Il 2019 è stato sicuramente un anno da ricordare, soprattutto per il mondo dell’arte. Anniversari importanti, nuovi musei e il fiorire di scambi e contatti con tante istituzioni straniere hanno permesso la realizzazione di eventi e mostre dal profilo sempre più internazionale. Milano, come in tutti gli altri campi culturali, è tra le città più dinamiche, anche se tante altre realtà, piccole e grandi, hanno saputo reinventarsi per dar vita a nuovi spunti di riflessione sull’attuale mondo dell’arte. Così, in chiusura dell’anno, la nostra redazione di Arte – come ormai di consueto – ha elaborato la classifica di quelle che sono state le migliori mostre del 2019, a nostro insindacabile giudizio.

Preraffaelliti. Amore e desiderio (Palazzo Reale, Milano)

Tra gli spazi espositivi più amati del 2019 non potevano certo mancare le sale di Palazzo Reale, a Milano, ormai da anni punto di riferimento per tutti gli appassionati dell’arte italiana ed internazionale. Una delle migliori mostre del 2019 è stata infatti la mostra Preraffaelliti. Amore e desiderio (19 giugno 2019 – 6 ottobre 2019), curata Carol Jacobi e Maria Teresa Benedetti e realizzata in collaborazione con la Tate Britain di Londra.

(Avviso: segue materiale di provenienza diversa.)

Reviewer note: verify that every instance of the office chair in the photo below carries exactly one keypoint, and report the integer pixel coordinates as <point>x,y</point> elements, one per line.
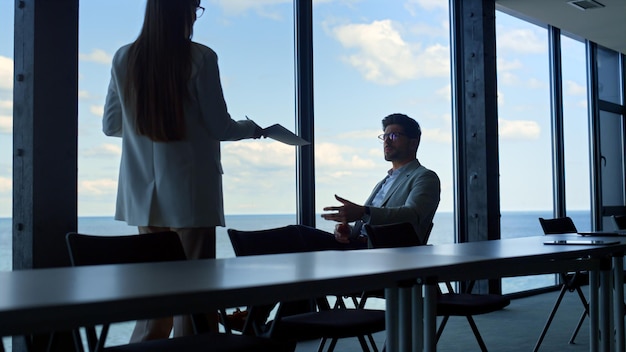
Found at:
<point>570,281</point>
<point>448,304</point>
<point>311,319</point>
<point>154,247</point>
<point>619,221</point>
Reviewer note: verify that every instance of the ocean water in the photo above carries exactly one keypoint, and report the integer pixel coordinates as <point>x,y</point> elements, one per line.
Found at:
<point>513,224</point>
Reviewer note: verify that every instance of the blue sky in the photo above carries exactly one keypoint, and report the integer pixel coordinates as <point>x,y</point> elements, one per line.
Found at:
<point>372,58</point>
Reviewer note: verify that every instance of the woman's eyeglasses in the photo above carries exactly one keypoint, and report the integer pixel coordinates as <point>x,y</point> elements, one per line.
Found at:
<point>199,11</point>
<point>392,136</point>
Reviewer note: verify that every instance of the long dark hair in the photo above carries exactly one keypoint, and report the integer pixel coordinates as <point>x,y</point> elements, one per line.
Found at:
<point>159,67</point>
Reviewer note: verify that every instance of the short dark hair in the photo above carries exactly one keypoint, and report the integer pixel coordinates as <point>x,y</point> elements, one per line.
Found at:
<point>410,126</point>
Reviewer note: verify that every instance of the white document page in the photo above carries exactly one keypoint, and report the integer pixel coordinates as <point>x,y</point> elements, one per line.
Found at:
<point>281,134</point>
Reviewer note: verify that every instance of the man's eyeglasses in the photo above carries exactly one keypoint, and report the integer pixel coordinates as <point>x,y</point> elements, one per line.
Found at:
<point>392,136</point>
<point>199,11</point>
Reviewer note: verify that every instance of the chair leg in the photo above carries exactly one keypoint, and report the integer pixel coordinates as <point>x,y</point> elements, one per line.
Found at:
<point>479,338</point>
<point>363,343</point>
<point>320,347</point>
<point>372,342</point>
<point>578,326</point>
<point>550,317</point>
<point>331,347</point>
<point>441,326</point>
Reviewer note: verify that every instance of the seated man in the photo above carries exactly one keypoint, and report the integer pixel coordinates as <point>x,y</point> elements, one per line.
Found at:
<point>409,193</point>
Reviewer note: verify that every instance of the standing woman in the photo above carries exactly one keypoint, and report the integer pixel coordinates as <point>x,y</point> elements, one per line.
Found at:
<point>165,100</point>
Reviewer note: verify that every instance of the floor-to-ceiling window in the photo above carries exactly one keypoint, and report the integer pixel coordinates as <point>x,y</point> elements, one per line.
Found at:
<point>524,134</point>
<point>255,45</point>
<point>576,132</point>
<point>372,59</point>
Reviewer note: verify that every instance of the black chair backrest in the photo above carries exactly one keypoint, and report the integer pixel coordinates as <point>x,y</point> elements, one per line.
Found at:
<point>141,248</point>
<point>557,225</point>
<point>271,241</point>
<point>392,235</point>
<point>619,221</point>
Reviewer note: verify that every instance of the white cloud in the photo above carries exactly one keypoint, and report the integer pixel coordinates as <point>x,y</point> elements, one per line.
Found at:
<point>573,88</point>
<point>98,56</point>
<point>6,185</point>
<point>534,83</point>
<point>97,187</point>
<point>341,157</point>
<point>383,56</point>
<point>521,41</point>
<point>428,5</point>
<point>518,129</point>
<point>6,124</point>
<point>437,135</point>
<point>509,65</point>
<point>264,153</point>
<point>106,150</point>
<point>97,110</point>
<point>6,73</point>
<point>262,7</point>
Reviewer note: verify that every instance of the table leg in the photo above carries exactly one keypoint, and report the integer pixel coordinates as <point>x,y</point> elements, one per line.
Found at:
<point>430,316</point>
<point>391,319</point>
<point>618,301</point>
<point>418,318</point>
<point>405,317</point>
<point>605,306</point>
<point>593,310</point>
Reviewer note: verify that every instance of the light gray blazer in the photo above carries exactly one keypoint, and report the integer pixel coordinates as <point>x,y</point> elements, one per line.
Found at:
<point>174,184</point>
<point>413,197</point>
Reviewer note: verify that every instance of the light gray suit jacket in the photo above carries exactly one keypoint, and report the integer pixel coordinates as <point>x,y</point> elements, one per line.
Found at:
<point>413,197</point>
<point>174,184</point>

Fondata nel 1848, la confraternita dei Preraffaeliti nasce dall’idea di sette studenti della Royal Academy, tra cui John Everett Millais, Dante Gabriel Rossetti e William Hunt, che, contrari all’Impero, al capitalismo e ai valori della Victorian Age, speravano di cambiare le cose attraverso l’arte. Più di 80 opere si sono riunite per la prima volta a Milano per raccontare le tematiche e lo stile di un movimento artistico rivoluzionario, entrato nell’immaginario collettivo per il suo stile romantico e atemporale. Tra le opere più importanti sono state esposte l’Ofelia di John Everett Millais; Il risveglio della coscienza di William Holman Hunt; Amore d’aprile di Arthur Hughes, la Lady of Shalott di John William Waterhouse.

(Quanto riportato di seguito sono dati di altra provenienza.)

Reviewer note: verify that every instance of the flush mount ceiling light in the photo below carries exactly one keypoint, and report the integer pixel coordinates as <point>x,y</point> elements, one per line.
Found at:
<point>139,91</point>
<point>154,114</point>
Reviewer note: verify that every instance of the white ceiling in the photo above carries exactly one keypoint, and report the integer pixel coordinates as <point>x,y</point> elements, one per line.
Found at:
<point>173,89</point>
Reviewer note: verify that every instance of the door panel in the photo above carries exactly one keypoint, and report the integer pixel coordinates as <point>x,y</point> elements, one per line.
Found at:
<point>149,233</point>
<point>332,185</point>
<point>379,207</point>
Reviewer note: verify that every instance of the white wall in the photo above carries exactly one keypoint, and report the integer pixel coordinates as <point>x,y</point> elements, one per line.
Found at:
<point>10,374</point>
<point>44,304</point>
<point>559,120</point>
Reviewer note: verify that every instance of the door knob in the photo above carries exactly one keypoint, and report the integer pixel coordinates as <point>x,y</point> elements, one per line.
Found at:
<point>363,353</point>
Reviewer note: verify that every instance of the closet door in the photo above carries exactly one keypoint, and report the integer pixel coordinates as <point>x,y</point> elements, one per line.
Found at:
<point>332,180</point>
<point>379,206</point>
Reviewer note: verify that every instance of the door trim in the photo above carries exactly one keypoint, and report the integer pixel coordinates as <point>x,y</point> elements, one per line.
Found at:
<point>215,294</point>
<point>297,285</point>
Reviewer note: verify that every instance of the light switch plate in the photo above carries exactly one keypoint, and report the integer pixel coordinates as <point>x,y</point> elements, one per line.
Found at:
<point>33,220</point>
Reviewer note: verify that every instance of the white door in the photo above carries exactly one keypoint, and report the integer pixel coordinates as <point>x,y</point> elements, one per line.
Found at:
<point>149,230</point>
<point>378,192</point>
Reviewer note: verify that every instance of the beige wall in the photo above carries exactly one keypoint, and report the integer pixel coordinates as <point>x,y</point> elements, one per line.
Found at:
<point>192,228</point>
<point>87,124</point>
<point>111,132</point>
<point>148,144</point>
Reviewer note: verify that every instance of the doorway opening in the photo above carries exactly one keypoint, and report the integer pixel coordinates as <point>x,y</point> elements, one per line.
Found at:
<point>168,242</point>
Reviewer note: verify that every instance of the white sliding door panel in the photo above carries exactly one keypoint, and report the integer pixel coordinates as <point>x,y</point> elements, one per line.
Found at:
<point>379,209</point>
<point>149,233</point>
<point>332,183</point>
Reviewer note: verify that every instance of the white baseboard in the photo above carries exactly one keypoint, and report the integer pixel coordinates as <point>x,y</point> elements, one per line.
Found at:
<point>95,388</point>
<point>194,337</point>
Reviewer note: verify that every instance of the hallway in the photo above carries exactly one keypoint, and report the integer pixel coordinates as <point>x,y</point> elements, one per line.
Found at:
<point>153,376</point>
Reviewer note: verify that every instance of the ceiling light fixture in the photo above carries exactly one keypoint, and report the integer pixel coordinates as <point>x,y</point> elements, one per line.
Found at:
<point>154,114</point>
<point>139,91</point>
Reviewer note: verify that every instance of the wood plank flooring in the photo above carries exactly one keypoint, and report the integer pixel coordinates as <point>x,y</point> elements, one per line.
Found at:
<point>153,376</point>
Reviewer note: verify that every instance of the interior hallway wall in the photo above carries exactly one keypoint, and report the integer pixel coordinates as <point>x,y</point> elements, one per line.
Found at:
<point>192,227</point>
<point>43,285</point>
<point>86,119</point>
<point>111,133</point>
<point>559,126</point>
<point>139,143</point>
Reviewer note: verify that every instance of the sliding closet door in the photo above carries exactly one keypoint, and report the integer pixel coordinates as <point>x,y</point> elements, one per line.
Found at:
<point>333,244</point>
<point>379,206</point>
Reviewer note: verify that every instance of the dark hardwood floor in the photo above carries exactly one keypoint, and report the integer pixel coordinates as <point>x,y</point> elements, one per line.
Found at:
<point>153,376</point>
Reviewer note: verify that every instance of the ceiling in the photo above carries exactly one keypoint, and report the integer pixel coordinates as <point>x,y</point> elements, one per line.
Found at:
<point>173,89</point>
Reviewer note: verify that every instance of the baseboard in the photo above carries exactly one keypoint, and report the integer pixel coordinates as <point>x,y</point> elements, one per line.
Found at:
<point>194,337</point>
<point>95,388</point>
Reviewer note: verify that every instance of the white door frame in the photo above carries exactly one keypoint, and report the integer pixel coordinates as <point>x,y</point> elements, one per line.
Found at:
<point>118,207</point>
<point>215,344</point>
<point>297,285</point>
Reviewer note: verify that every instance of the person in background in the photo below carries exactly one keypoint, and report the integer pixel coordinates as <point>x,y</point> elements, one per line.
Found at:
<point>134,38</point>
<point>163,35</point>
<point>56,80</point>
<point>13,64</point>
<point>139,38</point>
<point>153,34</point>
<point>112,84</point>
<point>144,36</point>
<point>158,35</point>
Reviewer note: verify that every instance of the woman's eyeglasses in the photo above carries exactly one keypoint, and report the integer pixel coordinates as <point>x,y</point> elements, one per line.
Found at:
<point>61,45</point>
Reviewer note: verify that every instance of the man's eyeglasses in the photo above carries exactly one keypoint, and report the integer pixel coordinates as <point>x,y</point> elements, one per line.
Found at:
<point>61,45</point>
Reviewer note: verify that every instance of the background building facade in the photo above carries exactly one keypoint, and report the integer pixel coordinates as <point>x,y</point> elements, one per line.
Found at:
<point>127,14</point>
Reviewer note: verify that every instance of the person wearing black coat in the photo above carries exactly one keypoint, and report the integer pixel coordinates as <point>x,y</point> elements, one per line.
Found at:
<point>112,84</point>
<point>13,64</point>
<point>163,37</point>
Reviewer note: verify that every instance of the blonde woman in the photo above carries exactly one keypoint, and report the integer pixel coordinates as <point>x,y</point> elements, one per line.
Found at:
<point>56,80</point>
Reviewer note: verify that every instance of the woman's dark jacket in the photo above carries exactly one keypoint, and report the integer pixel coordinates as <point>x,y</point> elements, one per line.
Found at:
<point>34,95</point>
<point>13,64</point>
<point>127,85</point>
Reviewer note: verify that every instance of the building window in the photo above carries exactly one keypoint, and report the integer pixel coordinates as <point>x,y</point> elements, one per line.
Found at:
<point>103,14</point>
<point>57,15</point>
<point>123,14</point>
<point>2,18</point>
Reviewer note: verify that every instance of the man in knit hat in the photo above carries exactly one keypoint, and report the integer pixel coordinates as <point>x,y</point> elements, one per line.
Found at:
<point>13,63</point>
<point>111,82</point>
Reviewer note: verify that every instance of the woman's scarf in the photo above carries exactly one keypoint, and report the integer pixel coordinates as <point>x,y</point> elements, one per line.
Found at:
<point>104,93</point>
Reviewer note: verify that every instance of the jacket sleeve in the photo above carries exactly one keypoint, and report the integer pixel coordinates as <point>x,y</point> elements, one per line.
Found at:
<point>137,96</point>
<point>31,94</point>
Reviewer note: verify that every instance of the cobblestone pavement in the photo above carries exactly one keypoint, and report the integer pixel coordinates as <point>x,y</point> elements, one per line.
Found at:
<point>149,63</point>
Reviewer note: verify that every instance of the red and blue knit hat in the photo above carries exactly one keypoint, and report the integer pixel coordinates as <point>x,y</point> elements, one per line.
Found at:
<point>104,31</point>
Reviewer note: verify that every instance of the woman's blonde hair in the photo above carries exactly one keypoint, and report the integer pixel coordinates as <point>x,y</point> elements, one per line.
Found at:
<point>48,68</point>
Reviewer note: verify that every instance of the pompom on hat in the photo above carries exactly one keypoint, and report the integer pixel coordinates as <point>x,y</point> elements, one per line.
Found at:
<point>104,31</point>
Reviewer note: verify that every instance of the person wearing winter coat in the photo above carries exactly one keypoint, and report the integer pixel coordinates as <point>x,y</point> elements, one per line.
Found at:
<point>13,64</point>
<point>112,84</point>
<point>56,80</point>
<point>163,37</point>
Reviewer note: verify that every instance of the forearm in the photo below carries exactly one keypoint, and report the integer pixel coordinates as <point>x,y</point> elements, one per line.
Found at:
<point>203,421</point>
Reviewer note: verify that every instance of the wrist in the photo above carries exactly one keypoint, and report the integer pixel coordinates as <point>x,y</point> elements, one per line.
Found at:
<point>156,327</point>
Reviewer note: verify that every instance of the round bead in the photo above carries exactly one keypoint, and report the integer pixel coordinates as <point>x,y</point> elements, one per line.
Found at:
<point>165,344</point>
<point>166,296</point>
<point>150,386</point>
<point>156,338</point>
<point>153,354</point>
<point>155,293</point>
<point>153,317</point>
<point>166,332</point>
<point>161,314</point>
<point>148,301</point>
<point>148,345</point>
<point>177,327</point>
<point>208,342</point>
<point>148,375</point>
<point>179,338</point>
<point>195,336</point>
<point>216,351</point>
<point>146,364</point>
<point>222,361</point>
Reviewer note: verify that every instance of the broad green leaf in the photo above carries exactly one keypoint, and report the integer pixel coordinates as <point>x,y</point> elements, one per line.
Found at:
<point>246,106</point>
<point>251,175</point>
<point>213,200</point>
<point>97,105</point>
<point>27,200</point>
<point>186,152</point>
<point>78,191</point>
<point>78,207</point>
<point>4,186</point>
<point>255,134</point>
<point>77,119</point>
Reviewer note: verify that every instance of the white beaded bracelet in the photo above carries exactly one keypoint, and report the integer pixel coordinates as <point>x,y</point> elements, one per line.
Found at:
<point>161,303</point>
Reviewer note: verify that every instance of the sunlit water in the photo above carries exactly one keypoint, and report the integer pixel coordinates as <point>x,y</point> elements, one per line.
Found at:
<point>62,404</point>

John William Waterhouse, Lady of Shalott, 1888, olio su tela, Tate Britain, Londra – fonte: Wikimedia Photo:Tate,London,2011

Raffaello e gli amici di Urbino (Galleria Nazionale delle Marche, Urbino)

Nel 2020 ricorreranno i cinquecento anni dalla morte del grande artista rinascimentale Raffaello Sanzio, a cui la Galleria Nazionale delle Marche ha dedicato l’attesissima Raffaello e gli amici di Urbino, inaugurata il 3 ottobre e ospitata proprio a Urbino, nella sua città natale, in una regione, le Marche, dove respirò arte fin da subito, a partire dalla bottega del padre Giovanni Santi.

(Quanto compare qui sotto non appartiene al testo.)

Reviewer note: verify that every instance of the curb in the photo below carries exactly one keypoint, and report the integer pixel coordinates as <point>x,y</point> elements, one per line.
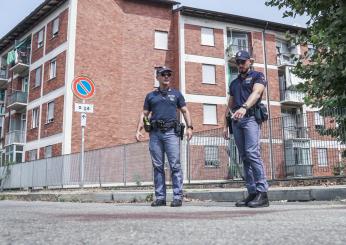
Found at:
<point>224,195</point>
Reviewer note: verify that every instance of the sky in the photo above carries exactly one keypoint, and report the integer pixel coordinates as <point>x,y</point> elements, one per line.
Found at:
<point>13,11</point>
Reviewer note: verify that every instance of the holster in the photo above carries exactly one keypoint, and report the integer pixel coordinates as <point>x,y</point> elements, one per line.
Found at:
<point>229,122</point>
<point>179,130</point>
<point>261,113</point>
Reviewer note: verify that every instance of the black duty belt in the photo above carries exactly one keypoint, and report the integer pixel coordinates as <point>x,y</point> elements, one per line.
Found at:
<point>249,112</point>
<point>162,125</point>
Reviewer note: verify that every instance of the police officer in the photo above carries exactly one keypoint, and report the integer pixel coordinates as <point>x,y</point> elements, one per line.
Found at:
<point>245,94</point>
<point>162,104</point>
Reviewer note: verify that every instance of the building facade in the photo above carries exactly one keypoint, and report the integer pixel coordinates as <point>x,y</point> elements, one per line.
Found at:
<point>118,44</point>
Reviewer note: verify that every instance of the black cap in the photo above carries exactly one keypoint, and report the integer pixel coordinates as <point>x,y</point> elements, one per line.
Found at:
<point>242,55</point>
<point>162,69</point>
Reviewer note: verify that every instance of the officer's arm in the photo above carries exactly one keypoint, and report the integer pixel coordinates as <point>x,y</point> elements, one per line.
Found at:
<point>229,106</point>
<point>144,113</point>
<point>257,91</point>
<point>186,115</point>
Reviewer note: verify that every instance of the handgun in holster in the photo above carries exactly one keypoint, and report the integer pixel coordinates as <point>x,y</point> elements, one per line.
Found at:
<point>229,122</point>
<point>147,124</point>
<point>179,130</point>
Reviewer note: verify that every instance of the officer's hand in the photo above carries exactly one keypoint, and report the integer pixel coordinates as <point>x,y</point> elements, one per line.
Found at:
<point>225,133</point>
<point>189,133</point>
<point>139,135</point>
<point>239,114</point>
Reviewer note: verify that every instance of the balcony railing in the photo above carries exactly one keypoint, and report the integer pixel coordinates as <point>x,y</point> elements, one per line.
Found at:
<point>20,64</point>
<point>17,100</point>
<point>15,137</point>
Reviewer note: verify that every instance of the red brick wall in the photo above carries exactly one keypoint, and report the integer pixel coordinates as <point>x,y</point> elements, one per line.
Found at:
<point>34,92</point>
<point>54,42</point>
<point>194,83</point>
<point>257,47</point>
<point>37,53</point>
<point>50,85</point>
<point>273,83</point>
<point>193,42</point>
<point>31,133</point>
<point>55,127</point>
<point>120,86</point>
<point>196,111</point>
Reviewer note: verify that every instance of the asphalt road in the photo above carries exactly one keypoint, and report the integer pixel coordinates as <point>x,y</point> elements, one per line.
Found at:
<point>194,223</point>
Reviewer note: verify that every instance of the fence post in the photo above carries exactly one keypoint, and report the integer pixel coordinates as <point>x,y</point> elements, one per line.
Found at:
<point>62,171</point>
<point>46,180</point>
<point>124,166</point>
<point>32,175</point>
<point>188,161</point>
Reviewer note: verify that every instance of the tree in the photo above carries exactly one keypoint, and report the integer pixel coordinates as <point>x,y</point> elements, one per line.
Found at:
<point>325,69</point>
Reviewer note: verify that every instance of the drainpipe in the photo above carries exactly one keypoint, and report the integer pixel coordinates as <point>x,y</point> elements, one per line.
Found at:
<point>271,161</point>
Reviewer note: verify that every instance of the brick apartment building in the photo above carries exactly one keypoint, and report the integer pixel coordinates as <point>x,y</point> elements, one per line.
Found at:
<point>118,44</point>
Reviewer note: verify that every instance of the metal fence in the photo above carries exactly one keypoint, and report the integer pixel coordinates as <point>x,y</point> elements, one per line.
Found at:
<point>297,149</point>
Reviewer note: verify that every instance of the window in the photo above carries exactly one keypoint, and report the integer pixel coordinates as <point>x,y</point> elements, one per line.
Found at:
<point>238,41</point>
<point>55,27</point>
<point>35,117</point>
<point>211,155</point>
<point>319,120</point>
<point>48,151</point>
<point>38,76</point>
<point>32,155</point>
<point>207,36</point>
<point>311,50</point>
<point>209,114</point>
<point>50,112</point>
<point>52,69</point>
<point>322,158</point>
<point>40,39</point>
<point>208,74</point>
<point>161,40</point>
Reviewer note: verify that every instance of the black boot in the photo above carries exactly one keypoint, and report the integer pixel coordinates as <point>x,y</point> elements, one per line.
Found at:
<point>244,203</point>
<point>261,200</point>
<point>158,203</point>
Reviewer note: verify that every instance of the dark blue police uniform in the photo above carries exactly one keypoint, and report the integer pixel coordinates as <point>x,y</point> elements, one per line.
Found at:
<point>246,132</point>
<point>163,106</point>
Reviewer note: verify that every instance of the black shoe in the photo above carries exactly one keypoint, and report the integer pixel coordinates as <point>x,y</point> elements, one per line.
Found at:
<point>261,200</point>
<point>158,203</point>
<point>244,203</point>
<point>176,203</point>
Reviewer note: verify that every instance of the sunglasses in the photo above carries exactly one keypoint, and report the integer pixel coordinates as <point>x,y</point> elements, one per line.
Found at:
<point>166,74</point>
<point>241,62</point>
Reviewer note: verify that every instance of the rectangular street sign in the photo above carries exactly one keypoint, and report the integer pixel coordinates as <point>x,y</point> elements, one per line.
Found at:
<point>85,108</point>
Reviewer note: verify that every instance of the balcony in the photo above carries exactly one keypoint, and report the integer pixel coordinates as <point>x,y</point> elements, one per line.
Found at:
<point>17,100</point>
<point>15,137</point>
<point>3,77</point>
<point>20,63</point>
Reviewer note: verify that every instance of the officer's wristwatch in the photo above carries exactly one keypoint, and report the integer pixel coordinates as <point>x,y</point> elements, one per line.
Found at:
<point>245,106</point>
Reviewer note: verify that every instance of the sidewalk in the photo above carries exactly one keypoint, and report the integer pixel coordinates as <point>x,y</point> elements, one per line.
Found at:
<point>309,193</point>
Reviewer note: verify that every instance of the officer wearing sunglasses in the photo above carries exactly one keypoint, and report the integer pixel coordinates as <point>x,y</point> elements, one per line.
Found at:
<point>245,94</point>
<point>162,105</point>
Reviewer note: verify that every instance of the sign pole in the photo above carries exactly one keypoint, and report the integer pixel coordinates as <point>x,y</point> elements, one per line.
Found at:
<point>83,88</point>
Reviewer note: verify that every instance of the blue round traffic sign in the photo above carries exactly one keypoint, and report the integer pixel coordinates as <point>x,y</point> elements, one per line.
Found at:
<point>83,87</point>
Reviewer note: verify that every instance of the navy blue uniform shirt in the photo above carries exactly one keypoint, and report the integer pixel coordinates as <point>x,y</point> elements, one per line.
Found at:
<point>164,106</point>
<point>241,88</point>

Raffaello e gli amici di Urbino, una delle migliori mostre del 2019, si propone di indagare la crescita di Raffaello e i numerosi confronti con artisti urbinati e non, come Pietro Perugino, Timoteo Viti, Girolamo Genga e Luca Signorelli, artisti che lo avvicinarono ai venti nuovi che sul mutare del secolo, tra Quattro e Cinquecento, rivoluzionarono l’arte in Italia e in Europa. Il percorso è curato da Silvia Ginzburg e Barbara Agosti e si compone di circa 80 opere, tra cui capolavori come la Madonna Conestabile proveniente da San Pietroburgo, la Madonna Colonna da Berlino, la Santa Caterina di Alessandria e il Ritratto di Gentildonna detto La Muta. C’è tempo fino al 19 gennaio 2020 per visitarla.

Raffaello Sanzio, Madonna Aldobrandini, 1510-1511, olio su tela, National Gallery, Londra – fonte: Raphael, Public domain, via Wikimedia Commons

Con nuova e stravagante maniera. Giulio Romano a Mantova (Palazzo Ducale, Mantova)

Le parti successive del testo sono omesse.